A distribution generation (DG) multiobjective optimization method based on an improved Pareto evolutionary algorithm is investigated in this paper. The improved Pareto evolutionary algorithm, which introduces a penalty factor in the objective function constraints, uses an adaptive crossover and a mutation operator in the evolutionary process and combines a simulated annealing iterative process. The proposed algorithm is utilized to the optimize DG injection models to maximize DG utilization while minimizing system loss and environmental pollution. A revised IEEE 33-bus system with multiple DG units was used to test the multiobjective optimization algorithm in a distribution power system.
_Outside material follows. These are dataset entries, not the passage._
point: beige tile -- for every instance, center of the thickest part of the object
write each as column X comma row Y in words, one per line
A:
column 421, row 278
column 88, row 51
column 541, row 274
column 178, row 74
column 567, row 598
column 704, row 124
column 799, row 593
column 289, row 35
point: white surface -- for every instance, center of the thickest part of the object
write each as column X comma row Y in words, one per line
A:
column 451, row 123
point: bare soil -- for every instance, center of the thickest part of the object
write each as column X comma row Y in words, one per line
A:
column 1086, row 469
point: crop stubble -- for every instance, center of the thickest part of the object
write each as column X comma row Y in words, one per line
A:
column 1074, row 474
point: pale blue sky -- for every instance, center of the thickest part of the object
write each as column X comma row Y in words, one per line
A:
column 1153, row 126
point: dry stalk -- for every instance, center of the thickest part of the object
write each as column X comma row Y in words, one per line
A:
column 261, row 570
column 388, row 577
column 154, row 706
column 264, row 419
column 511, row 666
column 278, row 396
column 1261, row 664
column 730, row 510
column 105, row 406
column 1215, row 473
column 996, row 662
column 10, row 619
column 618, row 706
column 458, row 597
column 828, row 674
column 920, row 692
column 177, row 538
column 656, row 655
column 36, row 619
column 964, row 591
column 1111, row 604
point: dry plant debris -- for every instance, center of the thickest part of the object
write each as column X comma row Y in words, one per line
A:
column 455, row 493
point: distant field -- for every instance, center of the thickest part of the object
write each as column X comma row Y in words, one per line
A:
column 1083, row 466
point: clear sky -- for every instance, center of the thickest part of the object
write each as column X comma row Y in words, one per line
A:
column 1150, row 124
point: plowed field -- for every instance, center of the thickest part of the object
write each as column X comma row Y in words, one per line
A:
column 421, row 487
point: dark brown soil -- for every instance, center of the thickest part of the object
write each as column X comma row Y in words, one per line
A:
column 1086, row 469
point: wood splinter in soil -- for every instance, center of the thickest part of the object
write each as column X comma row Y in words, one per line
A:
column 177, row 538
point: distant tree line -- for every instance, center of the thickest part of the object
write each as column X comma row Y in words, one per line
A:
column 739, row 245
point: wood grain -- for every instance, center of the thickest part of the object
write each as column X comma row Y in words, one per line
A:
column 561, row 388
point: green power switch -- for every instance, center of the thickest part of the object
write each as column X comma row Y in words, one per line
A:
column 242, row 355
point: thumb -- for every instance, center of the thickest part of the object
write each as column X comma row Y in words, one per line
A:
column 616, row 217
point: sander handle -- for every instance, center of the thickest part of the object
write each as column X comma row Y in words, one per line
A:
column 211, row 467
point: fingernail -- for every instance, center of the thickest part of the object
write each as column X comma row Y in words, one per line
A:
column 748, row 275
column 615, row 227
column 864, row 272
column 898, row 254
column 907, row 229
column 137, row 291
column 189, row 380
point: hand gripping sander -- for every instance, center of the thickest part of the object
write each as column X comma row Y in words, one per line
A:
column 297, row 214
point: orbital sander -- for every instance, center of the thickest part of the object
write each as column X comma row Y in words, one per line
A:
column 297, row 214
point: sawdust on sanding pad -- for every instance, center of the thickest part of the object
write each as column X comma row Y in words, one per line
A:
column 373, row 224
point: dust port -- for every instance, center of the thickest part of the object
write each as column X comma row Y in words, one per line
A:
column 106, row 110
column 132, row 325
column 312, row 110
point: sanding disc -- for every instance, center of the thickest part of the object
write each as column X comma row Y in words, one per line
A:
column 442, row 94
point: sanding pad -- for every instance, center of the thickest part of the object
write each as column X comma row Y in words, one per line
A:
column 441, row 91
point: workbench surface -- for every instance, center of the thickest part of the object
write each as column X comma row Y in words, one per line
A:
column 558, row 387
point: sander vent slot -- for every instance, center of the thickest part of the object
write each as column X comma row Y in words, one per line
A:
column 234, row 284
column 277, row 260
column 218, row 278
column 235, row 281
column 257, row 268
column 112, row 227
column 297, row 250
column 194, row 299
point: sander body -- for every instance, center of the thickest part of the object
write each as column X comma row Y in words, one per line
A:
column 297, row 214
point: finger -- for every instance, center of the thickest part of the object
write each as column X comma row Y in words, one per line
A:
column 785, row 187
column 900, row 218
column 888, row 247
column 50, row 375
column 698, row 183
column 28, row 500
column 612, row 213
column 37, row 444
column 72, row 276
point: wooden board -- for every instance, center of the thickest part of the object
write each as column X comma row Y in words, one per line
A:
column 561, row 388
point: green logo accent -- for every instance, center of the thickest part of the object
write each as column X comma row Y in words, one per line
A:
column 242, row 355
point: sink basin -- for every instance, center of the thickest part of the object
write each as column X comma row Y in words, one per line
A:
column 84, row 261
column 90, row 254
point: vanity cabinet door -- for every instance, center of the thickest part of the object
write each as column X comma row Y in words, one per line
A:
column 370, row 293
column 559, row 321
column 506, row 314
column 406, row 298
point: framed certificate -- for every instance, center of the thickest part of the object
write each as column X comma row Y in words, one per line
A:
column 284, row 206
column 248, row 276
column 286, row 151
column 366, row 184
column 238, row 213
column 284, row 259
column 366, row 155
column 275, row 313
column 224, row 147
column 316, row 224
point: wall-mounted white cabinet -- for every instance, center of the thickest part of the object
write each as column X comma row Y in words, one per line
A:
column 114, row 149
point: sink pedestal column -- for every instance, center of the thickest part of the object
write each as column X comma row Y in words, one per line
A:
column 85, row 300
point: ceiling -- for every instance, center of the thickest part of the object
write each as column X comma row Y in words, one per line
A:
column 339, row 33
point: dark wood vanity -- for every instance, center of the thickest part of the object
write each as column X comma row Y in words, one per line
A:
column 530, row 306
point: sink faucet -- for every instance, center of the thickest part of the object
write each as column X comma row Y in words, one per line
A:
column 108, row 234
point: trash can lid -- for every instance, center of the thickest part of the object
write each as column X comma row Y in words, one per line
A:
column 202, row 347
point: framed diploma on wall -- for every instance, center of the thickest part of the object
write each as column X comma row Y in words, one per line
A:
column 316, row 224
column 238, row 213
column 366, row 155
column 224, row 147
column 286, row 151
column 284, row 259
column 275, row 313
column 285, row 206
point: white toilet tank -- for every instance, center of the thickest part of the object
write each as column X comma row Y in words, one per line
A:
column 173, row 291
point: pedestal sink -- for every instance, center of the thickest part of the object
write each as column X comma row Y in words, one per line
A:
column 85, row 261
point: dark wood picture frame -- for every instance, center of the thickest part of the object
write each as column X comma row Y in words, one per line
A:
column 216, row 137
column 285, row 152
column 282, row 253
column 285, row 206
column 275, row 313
The proposed algorithm was implemented and compared with the strength Pareto evolutionary algorithm 2 (SPEA2), a particle swarm optimization (PSO) algorithm, and nondominated sorting genetic algorithm II (NGSA-II). The comparison of the results demonstrates the validity and practicality of utilizing DG units in terms of economic dispatch and optimal operation in a distribution power system.
机译:本文研究了一种基于改进的帕累托进化算法的配电网多目标优化方法。改进的帕累托进化算法在目标函数约束中引入了惩罚因子,在进化过程中使用了自适应交叉和变异算子,并结合了模拟退火迭代过程。所提出的算法用于优化DG注入模型,以最大程度地利用DG,同时将系统损失和环境污染降至最低。修订后的具有多个DG单元的IEEE 33总线系统用于测试配电系统中的多目标优化算法。该算法的实现与强度帕累托进化算法2(SPEA2),粒子群优化算法(PSO)和非支配排序遗传算法II(NGSA-II)进行了比较。结果的比较证明了在分布式电源系统中利用DG机组在经济调度和最佳运行方面的有效性和实用性。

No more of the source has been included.